That’s clearly not what Mr. Romney meant to convey. Yet if you look at the race for the G.O.P. presidential nomination, you have to wonder whether it was a Freudian slip. For something has clearly gone very wrong with modern American conservatism.

When George W. Bush was president, a cottage industry grew up based on his malapropisms. There were enough of them that there was a daily calendar of Bushisms such as “Is our children learning?” and “Make the pie higher,” and you could get t-shirts, mugs and other tchotchkes festooned with them. In Mr. Bush’s case, it wasn’t the sentiment, it was the syntax. All he needed was to debug the vocal subroutine.

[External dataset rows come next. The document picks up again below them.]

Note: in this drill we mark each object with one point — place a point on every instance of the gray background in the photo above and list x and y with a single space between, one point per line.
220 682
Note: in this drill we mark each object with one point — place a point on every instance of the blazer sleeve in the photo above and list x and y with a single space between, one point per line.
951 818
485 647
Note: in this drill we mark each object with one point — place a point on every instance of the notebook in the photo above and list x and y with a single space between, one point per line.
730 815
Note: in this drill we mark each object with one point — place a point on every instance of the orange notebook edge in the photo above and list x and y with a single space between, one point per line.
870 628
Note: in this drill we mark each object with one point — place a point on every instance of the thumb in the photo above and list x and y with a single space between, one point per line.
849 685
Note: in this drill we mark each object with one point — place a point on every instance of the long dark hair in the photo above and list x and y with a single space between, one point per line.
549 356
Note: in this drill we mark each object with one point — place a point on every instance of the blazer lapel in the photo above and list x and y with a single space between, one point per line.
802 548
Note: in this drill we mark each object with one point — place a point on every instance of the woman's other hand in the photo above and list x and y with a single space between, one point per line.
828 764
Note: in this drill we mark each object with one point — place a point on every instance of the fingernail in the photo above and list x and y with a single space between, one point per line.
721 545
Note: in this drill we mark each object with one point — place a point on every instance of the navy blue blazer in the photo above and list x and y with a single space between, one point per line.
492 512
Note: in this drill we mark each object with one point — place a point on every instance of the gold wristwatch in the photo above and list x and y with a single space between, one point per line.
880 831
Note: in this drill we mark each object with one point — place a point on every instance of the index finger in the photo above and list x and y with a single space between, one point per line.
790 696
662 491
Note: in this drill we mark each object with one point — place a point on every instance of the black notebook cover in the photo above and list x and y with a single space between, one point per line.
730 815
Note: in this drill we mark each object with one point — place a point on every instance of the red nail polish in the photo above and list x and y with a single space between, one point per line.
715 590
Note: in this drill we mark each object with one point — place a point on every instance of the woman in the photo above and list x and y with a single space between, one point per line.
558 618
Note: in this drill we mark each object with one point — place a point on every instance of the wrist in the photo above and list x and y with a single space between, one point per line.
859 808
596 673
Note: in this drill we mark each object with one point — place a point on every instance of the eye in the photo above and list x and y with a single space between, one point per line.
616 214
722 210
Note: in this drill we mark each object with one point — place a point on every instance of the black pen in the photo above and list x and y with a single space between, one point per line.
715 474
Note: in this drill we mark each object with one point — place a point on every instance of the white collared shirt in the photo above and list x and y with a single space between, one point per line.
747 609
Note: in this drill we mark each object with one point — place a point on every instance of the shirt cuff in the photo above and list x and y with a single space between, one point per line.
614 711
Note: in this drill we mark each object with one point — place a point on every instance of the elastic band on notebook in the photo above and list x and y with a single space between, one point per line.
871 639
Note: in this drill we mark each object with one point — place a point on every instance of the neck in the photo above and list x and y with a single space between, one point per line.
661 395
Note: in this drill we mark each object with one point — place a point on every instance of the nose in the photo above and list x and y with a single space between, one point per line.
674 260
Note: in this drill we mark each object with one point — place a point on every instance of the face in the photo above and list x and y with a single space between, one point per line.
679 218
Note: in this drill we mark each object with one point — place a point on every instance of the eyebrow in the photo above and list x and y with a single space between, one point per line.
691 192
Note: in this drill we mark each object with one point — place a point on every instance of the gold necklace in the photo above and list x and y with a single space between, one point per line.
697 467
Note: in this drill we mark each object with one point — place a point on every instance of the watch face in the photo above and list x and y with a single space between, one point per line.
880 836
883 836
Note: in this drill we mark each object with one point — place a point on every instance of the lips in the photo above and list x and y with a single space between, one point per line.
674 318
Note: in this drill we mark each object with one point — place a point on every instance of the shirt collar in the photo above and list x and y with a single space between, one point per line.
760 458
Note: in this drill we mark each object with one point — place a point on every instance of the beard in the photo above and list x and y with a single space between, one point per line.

Mitt Romney and the rest of the current GOP field cannot make the same excuse. Mr. Malaprop, in the person of Rick Perry, has gone back to his offensively-named ranch, and Michele Bachmann is back on Sacred Sperm patrol in Stillwater, Minnesota. The Sarah Palin Cliche Festival closed out of town. So all we’re left with is a collection of fairly articulate white guys who say what they think out loud and can’t blame it on being tongue-tied. Their little maxims such as “Corporations are people, my friend,” and “Contraception is not okay” are rehearsed. Some media adviser was actually paid to come up with rationales for each of them, and they can’t argue that they’re taken out of context. And even if they were, Mr. Romney’s campaign has already provided us with the justification that “He said it” regardless of the context is good enough to run with.

It used to be that we laughed when a presidential candidate would say something really out there and mangled it in the process. Now they’re saying it like they really mean it.